China Launches 3 Taikonauts to China Space Station

Hey Space Placers!

For U.S. readers, Happy Father's Day!

Saturday China successfully launched 3 Taikonauts - including China's first woman Taikonaut - into orbit. The mission is designed to rendezvous with China's space station and dock the orbiting spacecraft with the station. The mission is supposed to be 13 days in length.

According to a story in CNET, "The mission commander is 46-year-old Jing Haipeng, veteran of China's third and most recent manned mission, in 2008, and the first Chinese astronaut to make a return trip to space. His crew mates are both making their first flight: Liu Wang, 43, and Liu Yang, 33, the first female Chinese astronaut.
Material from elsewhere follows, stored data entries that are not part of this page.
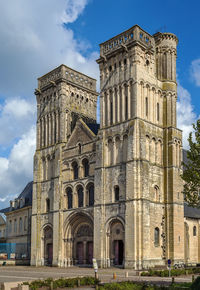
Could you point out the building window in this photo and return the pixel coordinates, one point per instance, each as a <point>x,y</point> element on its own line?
<point>86,167</point>
<point>47,205</point>
<point>75,169</point>
<point>194,231</point>
<point>15,226</point>
<point>79,148</point>
<point>20,225</point>
<point>91,195</point>
<point>146,107</point>
<point>80,197</point>
<point>116,190</point>
<point>10,227</point>
<point>111,110</point>
<point>69,198</point>
<point>158,112</point>
<point>156,237</point>
<point>126,108</point>
<point>25,223</point>
<point>156,193</point>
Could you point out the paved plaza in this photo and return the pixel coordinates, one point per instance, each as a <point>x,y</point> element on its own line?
<point>27,273</point>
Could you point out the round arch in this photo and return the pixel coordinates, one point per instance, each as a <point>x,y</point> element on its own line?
<point>47,244</point>
<point>115,233</point>
<point>78,241</point>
She is an air force major in the People's Liberation Army with 1,680 hours of flying time." See her photo below.


China is the third nation after the former USSR (now Russia) and the U.S. to orbit humans in space. It is also the third nation to have a manned space station in orbit. It is no secret China has a manned mission to the Moon in its future goals. It is progressing just as the U.S. did, with the exception of having a manned space station in orbit, to achieve the necessary experience and technical capabilities to go to the Moon.

What is unlike the USSR, China has made its space program somewhat transparent - broadcasting live coverage of the launch to its citizens. Chinese citizens watched live TV transmissions of the three Taikonauts as they headed to orbit.

The next crucial phase is in a few days when the crew attempts to rendezvous and dock with the Chinese space station.